Benefits of Family Therapy
California Clinical Psychologist and Social Worker
About Miriam Galindo
The recipient of the distinguished four-year scholarship award from Los Angeles Philanthropic Society, Dr. Miriam Galindo Psy.D earned a Bachelor of Arts degree, Magna Cum Laude from Chapman University. She continued her education at California State University, Long Beach, where she earned a Master of Social Work with emphasis in children and families. Dr. Miriam Galindo then pursued her doctorate at Trinity College of Graduate Studies in Anaheim, California. Her dissertation focused on the intersection between our constitutionally-protected right to practice religion and the best interest standard in child custody decisions. At present, Dr. Galindo is licensed as a clinical psychologist and a clinical social worker. She is registered as a trained child play therapist and holds a post-graduate certificate in Paralegal Studies. In addition, she is on the approved panel of child custody experts for the Orange County Superior Court.

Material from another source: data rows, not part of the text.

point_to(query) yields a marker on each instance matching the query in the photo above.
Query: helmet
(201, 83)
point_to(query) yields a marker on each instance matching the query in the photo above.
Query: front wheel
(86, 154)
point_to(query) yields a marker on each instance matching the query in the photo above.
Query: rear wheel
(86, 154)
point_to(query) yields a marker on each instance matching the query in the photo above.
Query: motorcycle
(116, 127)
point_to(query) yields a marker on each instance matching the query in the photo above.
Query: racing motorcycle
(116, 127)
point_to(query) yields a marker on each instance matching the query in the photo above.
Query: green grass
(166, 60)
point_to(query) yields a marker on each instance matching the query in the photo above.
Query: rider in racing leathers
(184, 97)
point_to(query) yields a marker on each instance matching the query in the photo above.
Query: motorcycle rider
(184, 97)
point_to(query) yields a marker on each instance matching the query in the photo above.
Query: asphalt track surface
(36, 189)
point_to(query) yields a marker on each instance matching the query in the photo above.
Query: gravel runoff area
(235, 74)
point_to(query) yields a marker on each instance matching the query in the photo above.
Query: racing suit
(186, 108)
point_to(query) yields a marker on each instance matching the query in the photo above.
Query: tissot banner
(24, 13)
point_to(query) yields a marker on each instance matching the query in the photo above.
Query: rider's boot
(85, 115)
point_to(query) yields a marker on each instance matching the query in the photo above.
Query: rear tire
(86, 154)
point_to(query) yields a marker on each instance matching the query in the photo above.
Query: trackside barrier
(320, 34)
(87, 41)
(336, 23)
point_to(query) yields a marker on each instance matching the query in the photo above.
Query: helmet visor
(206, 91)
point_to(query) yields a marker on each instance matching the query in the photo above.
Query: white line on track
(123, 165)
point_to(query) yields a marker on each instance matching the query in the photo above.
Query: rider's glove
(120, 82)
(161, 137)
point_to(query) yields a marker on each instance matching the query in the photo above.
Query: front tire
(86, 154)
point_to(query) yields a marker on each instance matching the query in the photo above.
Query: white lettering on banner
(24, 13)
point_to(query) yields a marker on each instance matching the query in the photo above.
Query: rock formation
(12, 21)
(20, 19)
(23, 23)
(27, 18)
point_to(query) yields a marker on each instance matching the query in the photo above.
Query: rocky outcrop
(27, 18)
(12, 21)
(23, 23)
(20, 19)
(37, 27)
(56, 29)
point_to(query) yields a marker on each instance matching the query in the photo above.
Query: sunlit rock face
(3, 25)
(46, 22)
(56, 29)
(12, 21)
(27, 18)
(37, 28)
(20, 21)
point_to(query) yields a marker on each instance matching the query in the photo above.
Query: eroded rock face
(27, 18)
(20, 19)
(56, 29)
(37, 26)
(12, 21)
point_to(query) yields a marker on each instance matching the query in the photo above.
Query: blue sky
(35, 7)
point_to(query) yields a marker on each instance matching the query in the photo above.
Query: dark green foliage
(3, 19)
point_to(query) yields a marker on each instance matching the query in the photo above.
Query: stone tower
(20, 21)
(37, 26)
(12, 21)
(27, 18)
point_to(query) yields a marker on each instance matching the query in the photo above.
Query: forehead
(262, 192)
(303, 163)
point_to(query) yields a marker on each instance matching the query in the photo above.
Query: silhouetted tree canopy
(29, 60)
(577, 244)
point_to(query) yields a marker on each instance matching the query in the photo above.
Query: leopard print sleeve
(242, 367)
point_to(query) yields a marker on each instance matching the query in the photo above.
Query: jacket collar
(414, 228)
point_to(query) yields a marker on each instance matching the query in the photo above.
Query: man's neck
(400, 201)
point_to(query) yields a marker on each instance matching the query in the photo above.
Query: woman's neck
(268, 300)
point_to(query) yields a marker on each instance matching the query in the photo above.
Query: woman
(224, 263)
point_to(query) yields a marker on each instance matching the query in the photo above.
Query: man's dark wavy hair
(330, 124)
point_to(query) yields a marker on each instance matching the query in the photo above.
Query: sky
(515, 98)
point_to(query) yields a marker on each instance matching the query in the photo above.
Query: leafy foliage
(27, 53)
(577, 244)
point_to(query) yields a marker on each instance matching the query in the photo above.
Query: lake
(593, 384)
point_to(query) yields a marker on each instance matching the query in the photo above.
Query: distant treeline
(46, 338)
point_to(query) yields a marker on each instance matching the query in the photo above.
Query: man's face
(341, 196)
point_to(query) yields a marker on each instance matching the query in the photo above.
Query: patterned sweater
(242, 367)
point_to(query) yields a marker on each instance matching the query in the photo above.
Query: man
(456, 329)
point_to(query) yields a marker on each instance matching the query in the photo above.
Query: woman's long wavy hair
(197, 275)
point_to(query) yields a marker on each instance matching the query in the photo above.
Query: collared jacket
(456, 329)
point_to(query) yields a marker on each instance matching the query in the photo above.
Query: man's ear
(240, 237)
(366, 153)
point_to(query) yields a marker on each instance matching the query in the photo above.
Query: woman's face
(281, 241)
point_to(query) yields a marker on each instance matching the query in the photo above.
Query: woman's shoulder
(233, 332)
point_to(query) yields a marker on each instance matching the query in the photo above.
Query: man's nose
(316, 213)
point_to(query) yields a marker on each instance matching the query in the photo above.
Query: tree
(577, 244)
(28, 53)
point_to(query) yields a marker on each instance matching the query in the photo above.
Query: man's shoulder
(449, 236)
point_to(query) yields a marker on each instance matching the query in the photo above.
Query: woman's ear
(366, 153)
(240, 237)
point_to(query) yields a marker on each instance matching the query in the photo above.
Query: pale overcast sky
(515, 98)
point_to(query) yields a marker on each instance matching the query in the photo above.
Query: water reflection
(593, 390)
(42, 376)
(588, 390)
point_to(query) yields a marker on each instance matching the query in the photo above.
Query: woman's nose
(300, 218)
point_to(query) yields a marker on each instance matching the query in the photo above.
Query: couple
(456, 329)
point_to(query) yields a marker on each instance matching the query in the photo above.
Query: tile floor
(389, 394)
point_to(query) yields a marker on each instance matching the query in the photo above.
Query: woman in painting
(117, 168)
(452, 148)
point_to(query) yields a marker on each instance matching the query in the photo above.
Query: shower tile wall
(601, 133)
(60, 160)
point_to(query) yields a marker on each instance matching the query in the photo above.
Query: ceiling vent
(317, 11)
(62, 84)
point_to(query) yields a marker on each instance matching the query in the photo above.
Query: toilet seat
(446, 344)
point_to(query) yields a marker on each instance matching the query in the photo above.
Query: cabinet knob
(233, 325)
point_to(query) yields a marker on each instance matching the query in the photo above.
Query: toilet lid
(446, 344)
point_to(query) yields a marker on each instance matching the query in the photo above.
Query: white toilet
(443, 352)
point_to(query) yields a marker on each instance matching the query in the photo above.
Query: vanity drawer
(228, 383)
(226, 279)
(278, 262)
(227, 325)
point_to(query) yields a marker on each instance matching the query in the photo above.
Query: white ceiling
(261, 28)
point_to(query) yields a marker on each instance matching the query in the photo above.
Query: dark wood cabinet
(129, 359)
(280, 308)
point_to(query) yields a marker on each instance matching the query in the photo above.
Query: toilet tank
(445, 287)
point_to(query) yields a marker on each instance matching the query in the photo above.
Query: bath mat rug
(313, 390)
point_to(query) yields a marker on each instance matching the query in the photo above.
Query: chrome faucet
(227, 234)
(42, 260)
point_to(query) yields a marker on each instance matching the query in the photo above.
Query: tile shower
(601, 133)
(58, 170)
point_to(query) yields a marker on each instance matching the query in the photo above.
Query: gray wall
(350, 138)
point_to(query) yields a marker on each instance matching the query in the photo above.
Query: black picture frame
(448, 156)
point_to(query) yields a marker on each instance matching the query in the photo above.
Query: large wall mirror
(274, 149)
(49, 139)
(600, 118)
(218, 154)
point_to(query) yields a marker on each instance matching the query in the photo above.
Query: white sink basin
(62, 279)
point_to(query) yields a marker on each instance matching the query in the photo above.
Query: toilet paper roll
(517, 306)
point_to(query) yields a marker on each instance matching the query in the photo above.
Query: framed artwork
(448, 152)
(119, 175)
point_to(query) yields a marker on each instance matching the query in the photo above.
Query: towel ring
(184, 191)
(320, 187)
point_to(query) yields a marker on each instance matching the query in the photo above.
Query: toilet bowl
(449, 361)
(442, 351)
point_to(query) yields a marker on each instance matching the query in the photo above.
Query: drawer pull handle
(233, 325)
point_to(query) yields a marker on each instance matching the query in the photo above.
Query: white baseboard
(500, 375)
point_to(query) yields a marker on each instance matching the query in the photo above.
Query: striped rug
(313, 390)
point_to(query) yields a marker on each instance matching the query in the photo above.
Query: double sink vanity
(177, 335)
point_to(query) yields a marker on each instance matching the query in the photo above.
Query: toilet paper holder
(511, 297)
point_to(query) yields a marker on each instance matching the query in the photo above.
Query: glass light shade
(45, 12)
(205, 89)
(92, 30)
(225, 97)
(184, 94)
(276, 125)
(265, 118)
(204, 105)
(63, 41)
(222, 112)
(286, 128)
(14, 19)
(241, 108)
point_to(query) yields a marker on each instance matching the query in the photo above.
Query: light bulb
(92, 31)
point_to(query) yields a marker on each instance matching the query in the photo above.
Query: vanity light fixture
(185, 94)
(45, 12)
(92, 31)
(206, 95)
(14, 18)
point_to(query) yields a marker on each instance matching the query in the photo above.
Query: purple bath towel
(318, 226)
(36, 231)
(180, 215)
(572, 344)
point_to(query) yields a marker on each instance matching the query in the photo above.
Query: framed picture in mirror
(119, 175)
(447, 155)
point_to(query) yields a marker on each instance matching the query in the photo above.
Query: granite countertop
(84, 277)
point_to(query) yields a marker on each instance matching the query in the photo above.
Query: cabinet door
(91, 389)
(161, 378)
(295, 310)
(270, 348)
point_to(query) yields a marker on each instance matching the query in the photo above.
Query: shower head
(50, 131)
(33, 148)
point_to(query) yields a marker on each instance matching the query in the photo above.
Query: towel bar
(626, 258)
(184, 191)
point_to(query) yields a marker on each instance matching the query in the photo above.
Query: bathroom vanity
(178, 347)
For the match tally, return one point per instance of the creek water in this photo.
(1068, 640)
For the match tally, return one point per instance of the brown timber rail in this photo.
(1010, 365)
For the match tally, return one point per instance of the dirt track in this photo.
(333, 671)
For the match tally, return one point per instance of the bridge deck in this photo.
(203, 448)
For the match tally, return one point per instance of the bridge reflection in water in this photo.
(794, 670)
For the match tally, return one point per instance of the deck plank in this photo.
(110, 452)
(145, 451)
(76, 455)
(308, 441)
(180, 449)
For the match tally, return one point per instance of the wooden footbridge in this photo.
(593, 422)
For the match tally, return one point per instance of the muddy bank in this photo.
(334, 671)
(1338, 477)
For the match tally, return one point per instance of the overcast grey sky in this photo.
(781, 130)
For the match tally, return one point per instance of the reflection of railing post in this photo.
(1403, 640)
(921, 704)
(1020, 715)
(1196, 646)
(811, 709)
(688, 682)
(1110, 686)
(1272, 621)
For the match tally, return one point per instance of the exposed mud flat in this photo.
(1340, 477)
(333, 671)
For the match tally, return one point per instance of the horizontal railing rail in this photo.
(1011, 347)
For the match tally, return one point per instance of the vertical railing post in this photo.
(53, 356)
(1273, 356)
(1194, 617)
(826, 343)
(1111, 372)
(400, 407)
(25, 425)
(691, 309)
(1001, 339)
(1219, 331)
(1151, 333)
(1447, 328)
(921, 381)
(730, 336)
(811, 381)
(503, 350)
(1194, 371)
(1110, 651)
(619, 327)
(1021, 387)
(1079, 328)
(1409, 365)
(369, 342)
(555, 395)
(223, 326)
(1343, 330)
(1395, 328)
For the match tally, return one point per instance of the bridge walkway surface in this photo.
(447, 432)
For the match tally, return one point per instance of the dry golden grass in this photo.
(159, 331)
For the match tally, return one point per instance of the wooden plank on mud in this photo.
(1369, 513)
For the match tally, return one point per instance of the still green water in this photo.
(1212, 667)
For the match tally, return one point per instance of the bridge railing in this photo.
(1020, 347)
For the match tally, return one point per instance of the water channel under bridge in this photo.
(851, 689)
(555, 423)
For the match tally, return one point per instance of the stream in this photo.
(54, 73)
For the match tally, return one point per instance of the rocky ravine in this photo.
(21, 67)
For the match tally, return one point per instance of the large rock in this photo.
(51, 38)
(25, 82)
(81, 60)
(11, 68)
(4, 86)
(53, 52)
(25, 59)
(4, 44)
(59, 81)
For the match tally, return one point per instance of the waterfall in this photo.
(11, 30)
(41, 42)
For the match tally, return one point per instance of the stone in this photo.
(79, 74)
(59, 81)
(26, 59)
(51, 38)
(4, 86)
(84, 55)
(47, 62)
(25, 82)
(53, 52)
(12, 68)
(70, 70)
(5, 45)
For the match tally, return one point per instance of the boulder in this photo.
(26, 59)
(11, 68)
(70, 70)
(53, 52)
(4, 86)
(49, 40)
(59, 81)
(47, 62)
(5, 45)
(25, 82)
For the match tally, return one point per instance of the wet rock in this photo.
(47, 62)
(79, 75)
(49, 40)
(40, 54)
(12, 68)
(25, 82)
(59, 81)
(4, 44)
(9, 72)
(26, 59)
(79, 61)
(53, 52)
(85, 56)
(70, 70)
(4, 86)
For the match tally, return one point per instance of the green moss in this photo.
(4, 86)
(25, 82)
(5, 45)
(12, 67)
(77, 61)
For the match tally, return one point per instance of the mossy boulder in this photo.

Dr. Miriam Galindo shares a private practice with her husband Dr. Jorge Galindo in Irvine, California. Drs. Galindo provide case management, co-parenting, and reunification therapy.
Over the course of her career as a child and family therapist, Miriam Galindo has worked with countless families throughout Orange County. Family therapists like Miriam Galindo bring together members of an immediate or extended family to address important issues or simply to better their communication skills. Because the family environment plays such as massive role in the development of children, family therapy can be a useful tool in understanding the role of family in one’s life and preparing together for major changes such as remarriage or divorce.
Participants in family therapy grow to understand the unique ways their family functions and identify strengths and weaknesses. Family therapy is also often used as a complementary treatment when one individual is undergoing treatment for an eating disorder or addiction. The support exhibited by family members in the therapy setting can have a powerful impact on the recovering individual, helping him or her develop vital intimate relationships with loved ones.
The DC: 0-3R
An expert family therapy psychologist, Dr. Miriam Galindo is trained in areas such domestic violence, threat assessment, child custody issues, and child abuse. Currently Dr. Miriam Galindo serves as a private practice psychologist and a resident psychologist at Families in Transition, where she applies her expertise in child psychology.
A branch of developmental psychology, child psychology is a form of therapy and study of disorders that afflict young adults and children. The field focuses primarily on the development and behavior of children, and was influenced by the Diagnostic Classification of Mental Health and Developmental Disorders of Infancy and Early Childhood manual.
Commonly referred to as the DC: 0-3R, the Diagnostic Classification of Mental Health and Developmental Disorders of Infancy and Early Childhood is a therapeutic manual that was originally published in 1994. The first system for diagnosing mental health disorders in very young children, the DC: 0-3R helps to evaluate, identify, and treat mental health disorders in this population. The book was most recently revised in 2005, and continues to influence the field today.
Family Issues Affect Each Individual
Miriam Galindo, Psy.D. graduated with her doctor of psychology in 2007 from Trinity College of Graduate Studies. Currently in private practice, Miriam Galindo, Psy.D. practices as a licensed clinical social worker and a licensed psychologist. One of her areas of focus is family therapy.
No family is perfect; each one has their own unique issues. When a family member is in a bad mood or having a horrible day, it negatively impacts other family members. It’s not just a bad mood that can affect others in a family, though. Per the National Clearinghouse for Alcohol and Drug Information, alcoholism is among the leading causes of family problems.
According to All Psych journal, parental alcoholism can affect a child by leading to feelings of loneliness, low self-esteem, feelings of guilt, depression, and feelings of abandonment. Family therapy in these situations involves building effective and stronger relationships with family members and working on creating an environment in the home of sobriety and health.